Lars staunte nicht schlecht, als er seinen Großvater in einem Anzug mit Krawatte erblickte, der ihm zwar überhaupt nicht stand, weil er ihn sich bloß ausgeliehen hatte. Trotzdem hinterließ die Aufmachung bei dem Jungen einen tiefen Eindruck.
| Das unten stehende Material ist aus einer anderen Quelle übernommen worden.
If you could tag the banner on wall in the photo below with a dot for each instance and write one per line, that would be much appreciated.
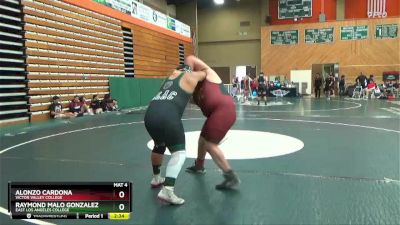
(376, 8)
(146, 13)
(120, 5)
»Aber Opa«, meinte er. »So zieht Papa sich doch nur an, wenn wir in die Kirche gehen.«
»Man wählt die feinste Kleidung aus, wenn man ins Konzert geht, mein Junge. Du wirst sehen: Die Leute werden alle so angezogen sein. Mutter hat dir auch deine schönsten Kleider bereitgelegt. Geh schon, zieh dich an, sonst verpassen wir den Bus.«
Auch im Konzertsaal kam Lars aus dem Staunen nicht heraus. Da es im Hause van Loon immer noch keinen Fernseher gab, hatte er eine solche Veranstaltung noch nie von der optischen Seite wahrnehmen können und bombardierte Opa Willy mit Fragen:
»Weshalb sitzen alle Leute so still da? Das ist ja wie in der Kirche. Freuen die sich denn nicht?«
»Warum tragen die Musiker alle so einen komischen Anzug? Die sehen ja aus wie Pinguine.«
»Was macht der Mann da vorne mit dem Stäbchen? Und weshalb steht der, wenn alle anderen doch sitzen?«
»Warum klatscht denn niemand?« Eine berechtigte Frage, die Lars zwischen zwei Sätzen stellte.
»Weshalb schauen alle so ernst drein?«
Während er all die vielen Fragen stellte, die ihm auf der Zunge brannten, stellte er die ärgerlichen und vorwurfsvollen Blicke rund um ihn herum fest, und Opa Willy wies ihn schließlich darauf hin, dass in der Pause genug Zeit vorhanden wäre, um Antworten zu geben.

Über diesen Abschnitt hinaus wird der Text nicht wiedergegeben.